A Gender Rights Activist working with the tribal and marginalized communities in india, Srilekha is a PhD scholar working on understanding body and sexuality among tribal girls, to fill the gaps in research around indigenous women and their stories. Srilekha has worked extensively at the grassroots level with community based organisations, through several advocacy initiatives around Gender, Mental Health, Menstrual Hygiene and Sexual and Reproductive Health Rights (SRHR) for the indigenous in Jharkhand, over the last 6 years.

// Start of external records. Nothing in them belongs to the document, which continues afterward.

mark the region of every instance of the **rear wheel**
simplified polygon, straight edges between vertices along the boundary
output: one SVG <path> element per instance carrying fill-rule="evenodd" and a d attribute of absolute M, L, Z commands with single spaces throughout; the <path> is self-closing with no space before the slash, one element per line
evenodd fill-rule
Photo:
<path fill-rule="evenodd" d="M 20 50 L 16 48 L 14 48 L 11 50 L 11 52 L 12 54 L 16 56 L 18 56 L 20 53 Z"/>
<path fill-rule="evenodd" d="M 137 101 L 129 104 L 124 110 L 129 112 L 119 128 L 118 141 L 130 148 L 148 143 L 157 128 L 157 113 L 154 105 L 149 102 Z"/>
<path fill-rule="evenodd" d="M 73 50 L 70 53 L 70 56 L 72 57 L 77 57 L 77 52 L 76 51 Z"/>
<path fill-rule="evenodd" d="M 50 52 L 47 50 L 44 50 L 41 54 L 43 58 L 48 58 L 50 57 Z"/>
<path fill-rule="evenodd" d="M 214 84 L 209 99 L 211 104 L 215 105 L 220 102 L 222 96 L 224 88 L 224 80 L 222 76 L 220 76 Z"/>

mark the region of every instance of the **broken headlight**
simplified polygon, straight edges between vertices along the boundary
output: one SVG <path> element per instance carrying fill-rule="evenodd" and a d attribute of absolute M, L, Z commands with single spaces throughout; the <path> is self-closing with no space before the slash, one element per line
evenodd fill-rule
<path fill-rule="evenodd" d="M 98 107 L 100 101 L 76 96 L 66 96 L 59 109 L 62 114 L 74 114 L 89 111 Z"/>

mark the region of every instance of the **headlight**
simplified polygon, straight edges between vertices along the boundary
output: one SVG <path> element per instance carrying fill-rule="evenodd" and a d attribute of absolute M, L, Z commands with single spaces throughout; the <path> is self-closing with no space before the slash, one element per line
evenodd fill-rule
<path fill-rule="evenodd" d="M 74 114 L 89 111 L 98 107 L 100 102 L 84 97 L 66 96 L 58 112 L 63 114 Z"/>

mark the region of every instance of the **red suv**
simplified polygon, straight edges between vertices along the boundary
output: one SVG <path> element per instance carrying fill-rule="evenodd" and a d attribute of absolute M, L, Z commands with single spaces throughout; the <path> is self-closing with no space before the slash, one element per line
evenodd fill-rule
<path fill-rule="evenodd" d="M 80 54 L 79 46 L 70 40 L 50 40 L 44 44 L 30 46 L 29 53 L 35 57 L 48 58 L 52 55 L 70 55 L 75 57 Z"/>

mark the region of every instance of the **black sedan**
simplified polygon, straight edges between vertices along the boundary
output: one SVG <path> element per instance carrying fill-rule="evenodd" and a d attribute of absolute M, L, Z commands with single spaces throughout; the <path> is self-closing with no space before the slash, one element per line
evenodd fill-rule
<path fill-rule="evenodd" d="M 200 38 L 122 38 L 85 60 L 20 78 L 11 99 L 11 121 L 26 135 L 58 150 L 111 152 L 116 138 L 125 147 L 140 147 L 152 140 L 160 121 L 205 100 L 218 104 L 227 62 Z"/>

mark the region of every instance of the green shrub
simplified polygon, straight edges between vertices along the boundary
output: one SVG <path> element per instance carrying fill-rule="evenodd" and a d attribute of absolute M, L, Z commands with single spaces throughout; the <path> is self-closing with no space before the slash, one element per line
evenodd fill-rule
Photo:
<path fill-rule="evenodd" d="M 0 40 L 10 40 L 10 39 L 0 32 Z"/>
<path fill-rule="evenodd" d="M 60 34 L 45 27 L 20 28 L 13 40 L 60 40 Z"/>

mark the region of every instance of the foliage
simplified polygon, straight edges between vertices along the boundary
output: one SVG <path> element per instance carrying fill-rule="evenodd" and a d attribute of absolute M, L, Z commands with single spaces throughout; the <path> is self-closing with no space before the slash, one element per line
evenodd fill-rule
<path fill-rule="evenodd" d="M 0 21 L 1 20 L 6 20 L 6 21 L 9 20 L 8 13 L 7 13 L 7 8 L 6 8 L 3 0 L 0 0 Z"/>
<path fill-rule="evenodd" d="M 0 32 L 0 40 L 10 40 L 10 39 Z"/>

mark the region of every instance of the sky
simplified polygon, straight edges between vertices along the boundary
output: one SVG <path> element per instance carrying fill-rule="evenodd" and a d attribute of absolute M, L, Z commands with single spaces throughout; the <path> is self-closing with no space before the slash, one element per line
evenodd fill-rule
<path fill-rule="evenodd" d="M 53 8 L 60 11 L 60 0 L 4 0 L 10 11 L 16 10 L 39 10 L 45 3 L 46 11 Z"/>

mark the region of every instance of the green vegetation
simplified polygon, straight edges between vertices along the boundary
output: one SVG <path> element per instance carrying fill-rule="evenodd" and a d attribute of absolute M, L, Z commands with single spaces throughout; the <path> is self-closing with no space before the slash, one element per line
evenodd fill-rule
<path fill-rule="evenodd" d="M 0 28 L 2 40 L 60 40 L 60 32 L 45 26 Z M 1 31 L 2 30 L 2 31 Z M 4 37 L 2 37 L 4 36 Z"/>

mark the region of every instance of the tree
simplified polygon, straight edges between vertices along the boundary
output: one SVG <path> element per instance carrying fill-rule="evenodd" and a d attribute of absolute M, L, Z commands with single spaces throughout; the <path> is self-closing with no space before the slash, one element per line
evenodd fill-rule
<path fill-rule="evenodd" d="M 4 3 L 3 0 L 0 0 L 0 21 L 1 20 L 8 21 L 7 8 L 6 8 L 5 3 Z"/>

Srilekha has also contributed to sustainable livelihood projects and legal aid programs for survivors of sex trafficking. She has been conducting research based programs on maternal health, mental health, gender based violence, sex and sexuality. Her interest lies in conducting workshops for young people on life skills, feminism, gender and sexuality, trauma, resilience and interpersonal relationships.

A Guwahati-based college student pursuing her Masters in Tata Institute of Social Sciences, Bidisha started the #BleedwithDignity campaign on the technology platform Change.org, demanding that the Government of Assam install
biodegradable sanitary pad vending machines in all government schools across the state. Her petition on Change.org has already gathered support from over 90000 people and continues to grow.

Bidisha was selected in Change.org’s flagship program ‘She Creates Change’ having run successful online advocacy
campaigns, which were widely recognised. Through the #BleedwithDignity campaign; she organised and celebrated World Menstrual Hygiene Day, 2019 in Guwahati, Assam by hosting a wall mural by collaborating with local organisations. The initiative was widely covered by national and local media, and the mural was later inaugurated by the event’s chief guest Commissioner of Guwahati Municipal Corporation (GMC) Debeswar Malakar, IAS.